Matrix Differentiation

85 Views Asked by At

Consider a differentiable function $f: \mathbb R \to \mathbb R$ and two $p\times 1$ vectors $x$ and $\theta$. Then define a new function as follows. $$ f\left( x^T\theta \right)x. $$ Now we want to find the derivative of the new function with respect to $\theta$. $$ \frac{d}{d\theta}f\left( x^T\theta \right)x = f'\left( x^T\theta \right) \frac{d}{d\theta}\left( x^T\theta \right) x = f'\left( x^T\theta \right) x x. $$ So $f'\left( x^T\theta \right)$ is a scalar. $\frac{d}{d\theta}\left( x^T\theta \right)$ should a column vector. However, this clearly is not right since it does not make sense to have $xx$. The correct answer is $xx^T$. However, I cannot see why this should be the case. Is this some kind of convention? Could anyone help me, please? Thank you!

2

There are 2 best solutions below

4
On BEST ANSWER

You can do this systematically as follows.

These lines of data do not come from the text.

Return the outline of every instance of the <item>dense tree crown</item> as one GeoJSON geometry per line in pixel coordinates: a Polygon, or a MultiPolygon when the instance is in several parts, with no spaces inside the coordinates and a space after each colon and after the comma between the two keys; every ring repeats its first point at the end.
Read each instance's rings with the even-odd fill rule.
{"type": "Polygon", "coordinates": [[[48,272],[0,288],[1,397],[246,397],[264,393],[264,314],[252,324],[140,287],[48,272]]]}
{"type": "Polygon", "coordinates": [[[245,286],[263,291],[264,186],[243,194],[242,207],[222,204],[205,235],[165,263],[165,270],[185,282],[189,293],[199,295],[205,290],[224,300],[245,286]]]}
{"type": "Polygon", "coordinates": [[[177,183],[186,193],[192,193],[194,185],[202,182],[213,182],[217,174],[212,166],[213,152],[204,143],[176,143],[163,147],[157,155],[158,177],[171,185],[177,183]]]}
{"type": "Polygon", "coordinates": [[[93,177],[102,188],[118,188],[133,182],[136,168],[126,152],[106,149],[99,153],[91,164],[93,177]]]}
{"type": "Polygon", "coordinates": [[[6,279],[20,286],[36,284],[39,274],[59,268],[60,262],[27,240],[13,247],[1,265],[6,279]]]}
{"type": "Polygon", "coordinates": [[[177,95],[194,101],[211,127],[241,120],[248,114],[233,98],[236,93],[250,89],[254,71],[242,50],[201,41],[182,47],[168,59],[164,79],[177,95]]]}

Use the Chain Rule together with the fact that the derivative of a linear transformation $A$ is itself. Define the linear transformations: $$\varphi_x\colon\mathbb{R}^p\to\mathbb{R},\ \varphi_x(\theta) = x^T\theta$$ $$\psi_x\colon\mathbb{R}\to\mathbb{R}^p,\ \psi_x(y) = xy$$ Then, your function is $g(\theta) = (\psi_x\circ f\circ \varphi_x)(\theta)$ with derivative \begin{align} g'(\theta) &= \psi_x'(f(x^T\theta)) \cdot f'(x^T\theta) \cdot \varphi_x'(\theta) \\ &= x \cdot f'(x^T\theta) \cdot x^T \\ &= f'(x^T\theta) xx^T \end{align}

0
On

I assume you mean by $\frac{d}{d\theta}$ the Jacobian.

For a function $\phi:\mathbb R^p\to\mathbb R$ notice that $$\frac{d}{d\theta} [\phi(\theta) x] \ne \frac{d\phi}{d\theta} (\theta) x, $$ but rather $$\frac{d}{d\theta} [\phi(\theta) x] = x\frac{d\phi}{d\theta} (\theta). $$ You get this by differentiating the component functions of $\phi(\theta)x$, namely $\phi(\theta)x_i$, $1\le i \le p$.